The NMDAR is crucial for gp120 to induce Wnt3a and FKN expression. A, Mice were intrathecally injected with either APV (5 μg/5 μl in PBS) or vehicle (Veh; 5 μl of PBS) 30 min before gp120 injection (500 ng/5 μl/2 d). B, C, Spinal cords (L4–L5) were collected at day 7 for immunoblotting analysis of Wnt3a (B) and FKN (C). N = 6 mice for the groups of Veh and APV; N = 7 for the groups of gp120 and gp120+APV. D, Von Frey tests of the effect of APV on gp120-induced mechanical pain (N = 5 mice/group). *p < 0.05; **p < 0.01 (gp120 vs gp120/APV at the same time point); #p < 0.05; ###p < 0.001 (between different time point within the gp120/APV group).
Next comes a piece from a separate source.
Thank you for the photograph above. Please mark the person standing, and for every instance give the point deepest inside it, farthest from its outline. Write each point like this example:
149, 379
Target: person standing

The involvement of gp120 coreceptor is suggested by Figure 7-1. n.s., no significant difference.

Figure 8.

gp120-induced synapse loss depends on NMDAR activation. A, B, Effects of APV on gp120-induced decreases of PSD-95 (A) and Syn I (B) in primary cortical cultures. APV (100 nm) was added to the cultures (14 DIV) 30 min before gp120 (200 pΜ) application. The cultures were exposed to gp120 for 12 h before harvesting for immunoblotting (N = 4 independent cultures/group). C, D, Effects of APV on gp120-induced decreases of PSD-95 (C) and Syn I (D) in the spinal cords (L4–L5). Mice were intrathecally injected with APV (5 μg/5 μl PBS) or vehicle (Veh; 5 μl of PBS) 30 min before gp120 injection (500 ng/5 μl/2 d). L4–L5 spinal cords were collected for immunoblotting analysis of PSD-95 (C) and Syt-1 (D). N = 3 mice/group (mean ± SEM). n.s., no significant difference.

Figure 9.

A model of gp120-induced synaptic degeneration in the spinal pain neural circuit. gp120 stimulates neurons and activates Wnt/β-catenin signaling that leads to β-catenin-mediated FKN transcription. FKN protein released from neurons binds to CX3CR1 to activate microglia to induce synaptic degeneration.